4 Jun 2012

Artikel Dari Website Filem Indonesia



Malaysia Wajibkan Tayang Dua Film Lokal Setiap Minggu

Berita : Senin, 21 Mei 2012 : Amalia Sekarjati

Malaysia mengeluarkan kebijakan baru terkait industri film mereka, yakni mengharuskan dua film Malaysia tayang di bioskop setiap minggunya. Kebijakan ini berlaku 24 Mei mendatang dan merupakan pengembangan dari kebijakan Skema Wajib Tayang yang saat ini berlaku. Pelaksanaan kebijakan tersebut diatur dan dipantau melalui Perbadanan Kemajuan Filem Nasional Malaysia (FINAS), badan pemerintahan yang dibentuk untuk mendorong, memelihara, dan memfasilitasi kemajuan industri film di Malaysia. Kebijakan seperti ini sebenarnya pernah berlaku di Indonesia pada tahun 80an, saat peredaran film diatur oleh Peredaran Film Indonesia (Perfin). Namun, hal tersebut tidak berlaku lagi, walaupun Perfin sebagai lembaga sebenarnya masih ada.

Sebelum peraturan baru tersebut berlaku, Skema Wajib Tayang mengharuskan bioskop memutar satu film Malaysia, yang sudah terdaftar di FINAS, selama empat belas hari berturut-turut di studio yang berkapasitas kursi paling besar pada masing-masing bioskop.
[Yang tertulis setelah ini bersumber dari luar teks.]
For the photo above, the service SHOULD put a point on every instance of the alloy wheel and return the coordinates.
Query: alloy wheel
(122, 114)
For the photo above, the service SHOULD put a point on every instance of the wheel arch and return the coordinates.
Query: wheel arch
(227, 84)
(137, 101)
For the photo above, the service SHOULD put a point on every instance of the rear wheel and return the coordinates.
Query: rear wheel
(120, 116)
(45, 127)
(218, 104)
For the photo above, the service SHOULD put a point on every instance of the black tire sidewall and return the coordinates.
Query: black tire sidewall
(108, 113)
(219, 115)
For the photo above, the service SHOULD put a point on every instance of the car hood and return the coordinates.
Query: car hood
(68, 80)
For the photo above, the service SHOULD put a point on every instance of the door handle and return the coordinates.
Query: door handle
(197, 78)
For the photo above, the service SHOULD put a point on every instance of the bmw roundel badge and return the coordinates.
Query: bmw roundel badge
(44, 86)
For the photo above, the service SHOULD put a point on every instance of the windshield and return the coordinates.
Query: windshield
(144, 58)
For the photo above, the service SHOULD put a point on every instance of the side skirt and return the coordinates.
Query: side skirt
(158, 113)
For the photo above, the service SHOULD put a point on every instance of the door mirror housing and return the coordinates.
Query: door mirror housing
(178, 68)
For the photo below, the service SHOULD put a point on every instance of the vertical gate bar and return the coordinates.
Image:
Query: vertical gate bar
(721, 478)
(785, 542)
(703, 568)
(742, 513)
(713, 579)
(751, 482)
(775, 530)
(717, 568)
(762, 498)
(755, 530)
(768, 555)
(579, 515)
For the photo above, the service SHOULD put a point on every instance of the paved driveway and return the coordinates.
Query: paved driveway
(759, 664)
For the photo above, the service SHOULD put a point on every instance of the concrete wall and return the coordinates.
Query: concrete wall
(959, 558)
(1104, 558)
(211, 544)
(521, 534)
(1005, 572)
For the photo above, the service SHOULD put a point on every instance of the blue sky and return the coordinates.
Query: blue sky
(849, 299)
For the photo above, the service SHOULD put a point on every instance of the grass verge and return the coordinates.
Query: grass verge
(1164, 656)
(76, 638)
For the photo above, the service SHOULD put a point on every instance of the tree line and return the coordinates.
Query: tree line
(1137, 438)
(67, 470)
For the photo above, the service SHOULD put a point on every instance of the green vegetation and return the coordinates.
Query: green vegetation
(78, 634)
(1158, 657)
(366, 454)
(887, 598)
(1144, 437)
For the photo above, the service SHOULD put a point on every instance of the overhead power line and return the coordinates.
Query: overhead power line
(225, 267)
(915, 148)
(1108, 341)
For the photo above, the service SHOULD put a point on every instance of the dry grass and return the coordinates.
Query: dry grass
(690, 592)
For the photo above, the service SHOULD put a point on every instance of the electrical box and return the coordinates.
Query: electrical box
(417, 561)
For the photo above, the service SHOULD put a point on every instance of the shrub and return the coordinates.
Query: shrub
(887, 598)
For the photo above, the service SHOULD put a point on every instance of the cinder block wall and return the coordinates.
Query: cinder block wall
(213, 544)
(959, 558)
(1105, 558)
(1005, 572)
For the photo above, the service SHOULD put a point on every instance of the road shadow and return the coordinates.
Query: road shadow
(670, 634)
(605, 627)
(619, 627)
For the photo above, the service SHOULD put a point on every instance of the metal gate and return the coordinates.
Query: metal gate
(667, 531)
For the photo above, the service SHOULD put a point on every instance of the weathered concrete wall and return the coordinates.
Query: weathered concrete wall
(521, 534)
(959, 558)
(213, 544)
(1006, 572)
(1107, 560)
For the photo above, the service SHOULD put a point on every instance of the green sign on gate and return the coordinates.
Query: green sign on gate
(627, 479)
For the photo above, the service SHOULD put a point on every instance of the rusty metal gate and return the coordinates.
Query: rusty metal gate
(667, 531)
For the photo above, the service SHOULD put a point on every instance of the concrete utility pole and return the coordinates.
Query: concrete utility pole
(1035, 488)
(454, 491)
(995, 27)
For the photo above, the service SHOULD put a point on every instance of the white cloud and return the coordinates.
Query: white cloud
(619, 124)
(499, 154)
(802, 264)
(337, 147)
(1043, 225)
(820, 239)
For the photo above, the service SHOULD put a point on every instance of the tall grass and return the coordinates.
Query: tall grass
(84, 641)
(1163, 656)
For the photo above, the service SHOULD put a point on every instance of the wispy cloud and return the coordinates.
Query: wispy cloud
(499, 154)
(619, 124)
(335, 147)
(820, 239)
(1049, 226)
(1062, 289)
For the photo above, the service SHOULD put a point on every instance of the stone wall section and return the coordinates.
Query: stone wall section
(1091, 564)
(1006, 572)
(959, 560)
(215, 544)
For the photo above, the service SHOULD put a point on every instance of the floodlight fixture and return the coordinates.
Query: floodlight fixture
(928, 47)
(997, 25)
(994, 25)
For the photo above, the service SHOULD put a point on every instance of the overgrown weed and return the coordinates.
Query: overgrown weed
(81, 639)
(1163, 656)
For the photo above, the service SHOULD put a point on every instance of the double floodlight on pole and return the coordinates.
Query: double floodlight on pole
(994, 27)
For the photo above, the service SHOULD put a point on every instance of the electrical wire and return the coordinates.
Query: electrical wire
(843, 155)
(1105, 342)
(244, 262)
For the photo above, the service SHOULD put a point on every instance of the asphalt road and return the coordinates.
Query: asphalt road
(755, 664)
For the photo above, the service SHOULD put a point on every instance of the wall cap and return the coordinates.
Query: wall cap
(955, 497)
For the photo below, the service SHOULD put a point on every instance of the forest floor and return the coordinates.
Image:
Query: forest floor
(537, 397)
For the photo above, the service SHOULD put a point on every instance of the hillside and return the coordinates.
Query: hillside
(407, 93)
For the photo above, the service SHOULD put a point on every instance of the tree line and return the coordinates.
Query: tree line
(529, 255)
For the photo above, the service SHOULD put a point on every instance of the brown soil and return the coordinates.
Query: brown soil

Film tersebut bisa diturunkan hanya jika terjadi kondisi tertentu: jumlah penonton kurang dari 30% dari jumlah tempat duduk setelah penayangan empat hari berturut-turut, jumlah penonton tidak kurang dari 15% dari jumlah tempat duduk setelah penayangan tiga hari berturut-turut, atau jika jumlah penonton kurang dari 15%. Jika ada perubahan terkait penurunan film atau penukaran penayangan film ke studio yang lebih kecil, bioskop harus melaporkan kepada FINAS. Jika kebijakan Skema Wajib Tayang yang baru sudah berlaku, maka ada dua film Malaysia yang diperlakukan sesuai kebijakan tersebut. Kebijakan tersebut diberlakukan ketika film lokal merasa sulit melawan film-film impor. Beberapa film lokal pada tahun 1980 hanya bertahan satu sampai dua hari di bioskop.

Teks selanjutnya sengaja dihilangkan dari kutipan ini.